The UK’s biggest food redistribution charity has reported a huge increase in the amount of food it receives from retailers and suppliers, in a major boost for The Grocer’s Waste Not Want Not campaign.

In 2017/18 the amount of quality surplus food FareShare received from supermarkets, food manufacturers, processors and farmers increased by 25% to 16,992 tonnes.

It means the amount of food being sent to FareShare has more than doubled since The Grocer’s campaign was launched in May 2016.

In the past year alone, FareShare said it had achieved 28% growth in the number of meals provided to charities it works with, to 36.7 million, and a 44% increase in the number of charities it supports, taking the figure to more than 7,700. 

However, the charity warned more than 600 million meals’ worth of good surplus food was still being wasted every year and said the UK had a long way to go to match the efforts of countries such as France.

“It’s great to see the food industry working with us so we can redistribute their food surpluses to more frontline charities,” said FareShare chief executive Lindsay Boswell. “The spotlight The Grocer has shone on the issue of good quality food going to waste as part of its Waste Not Want Not campaign has really helped to garner support from the food industry and encourage businesses to act.” 

But he added: “The alarm bell going off in our new statistics is that FareShare still only redistributes a tiny proportion - just 5% - of the available 270,000 tonnes of surplus food.

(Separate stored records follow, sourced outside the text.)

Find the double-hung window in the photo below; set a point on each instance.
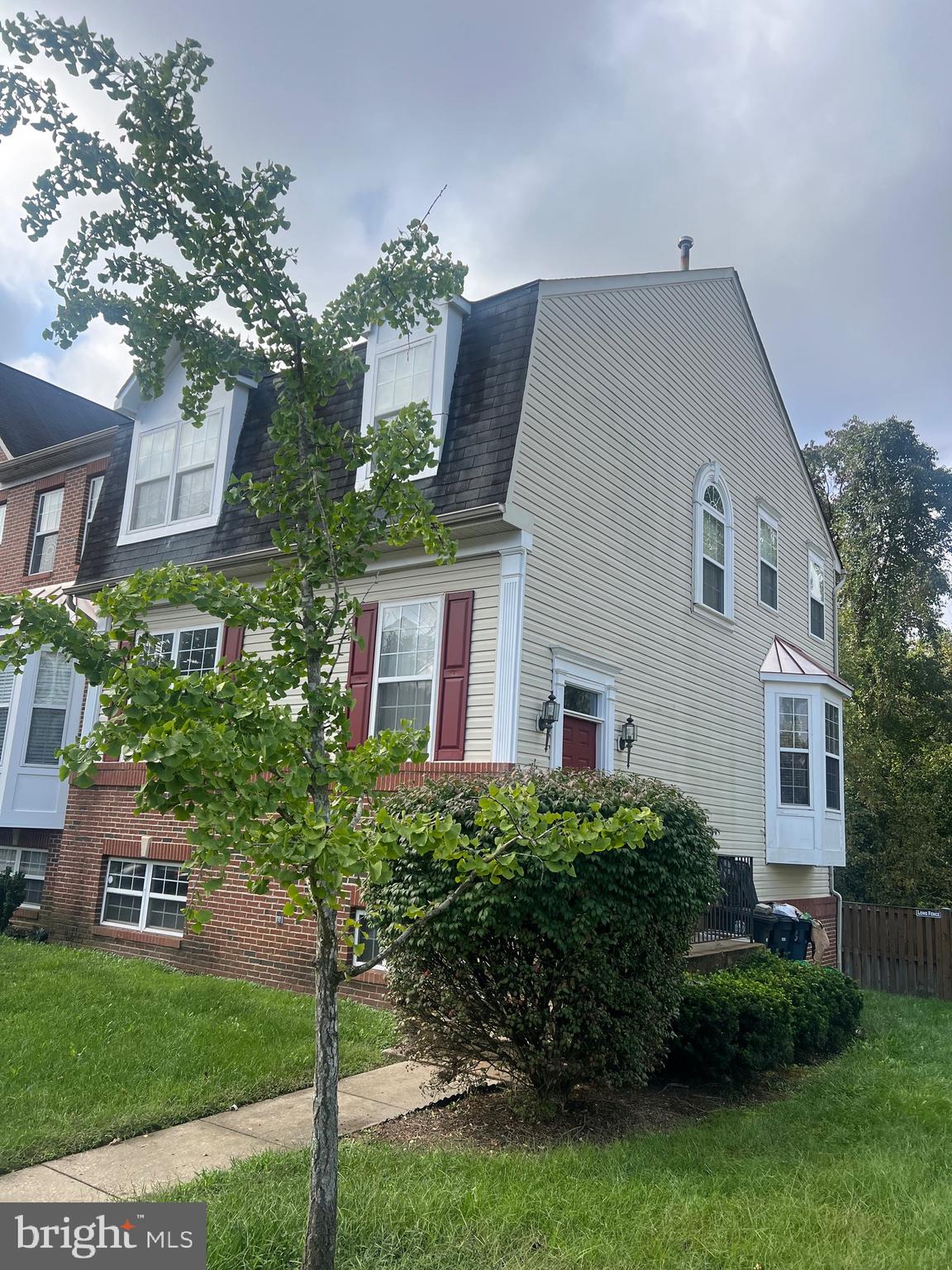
(192, 651)
(767, 537)
(795, 751)
(173, 473)
(834, 756)
(817, 597)
(145, 895)
(95, 489)
(407, 665)
(51, 700)
(47, 531)
(32, 865)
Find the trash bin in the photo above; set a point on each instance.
(786, 936)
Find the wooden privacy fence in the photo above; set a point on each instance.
(907, 950)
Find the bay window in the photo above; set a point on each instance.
(795, 751)
(51, 700)
(145, 895)
(407, 665)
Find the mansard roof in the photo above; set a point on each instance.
(475, 462)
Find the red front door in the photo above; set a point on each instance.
(578, 742)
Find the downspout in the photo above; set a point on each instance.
(835, 895)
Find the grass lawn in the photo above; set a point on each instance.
(95, 1047)
(850, 1171)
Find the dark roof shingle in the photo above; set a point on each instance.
(474, 469)
(36, 414)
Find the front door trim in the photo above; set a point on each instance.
(593, 675)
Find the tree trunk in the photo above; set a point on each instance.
(321, 1234)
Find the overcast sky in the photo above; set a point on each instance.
(804, 141)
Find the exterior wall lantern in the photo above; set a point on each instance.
(627, 737)
(549, 717)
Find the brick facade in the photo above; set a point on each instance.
(249, 938)
(21, 500)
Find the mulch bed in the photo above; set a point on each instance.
(494, 1119)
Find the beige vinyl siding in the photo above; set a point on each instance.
(476, 573)
(631, 391)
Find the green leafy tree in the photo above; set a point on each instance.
(890, 504)
(172, 239)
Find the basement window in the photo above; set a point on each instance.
(32, 865)
(145, 895)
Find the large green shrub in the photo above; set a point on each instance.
(760, 1015)
(552, 978)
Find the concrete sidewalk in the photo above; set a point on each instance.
(168, 1156)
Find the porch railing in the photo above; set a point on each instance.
(729, 916)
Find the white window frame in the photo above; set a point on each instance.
(575, 668)
(357, 916)
(168, 526)
(17, 867)
(144, 895)
(817, 561)
(711, 474)
(49, 533)
(796, 750)
(94, 492)
(178, 632)
(764, 517)
(437, 659)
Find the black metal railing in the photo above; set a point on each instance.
(729, 916)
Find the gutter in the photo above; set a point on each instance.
(263, 556)
(24, 466)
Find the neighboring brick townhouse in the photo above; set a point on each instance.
(54, 454)
(640, 547)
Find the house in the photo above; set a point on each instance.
(639, 545)
(54, 452)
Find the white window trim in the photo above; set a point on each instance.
(37, 535)
(445, 347)
(170, 528)
(711, 474)
(584, 673)
(94, 483)
(437, 656)
(144, 895)
(16, 867)
(192, 625)
(815, 559)
(763, 514)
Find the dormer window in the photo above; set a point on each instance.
(412, 369)
(173, 473)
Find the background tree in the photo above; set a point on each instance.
(890, 504)
(173, 241)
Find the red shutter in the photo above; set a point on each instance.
(359, 675)
(454, 677)
(232, 642)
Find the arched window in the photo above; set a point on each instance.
(714, 542)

There’s shedloads of good food going to anaerobic digestion plants, being turned into animal feed or going to landfill.

“France manages to save 100,000 tonnes of surplus food from being wasted every year, to redistribute to people in need - so come on UK food industry, this is what you need to be doing too.”

His comments come as the government responded to The Grocer’s petition calling for additional funding to incentivise redistribution, saying it would “continue to explore” the issues raised in its upcoming Resources & Waste Strategy.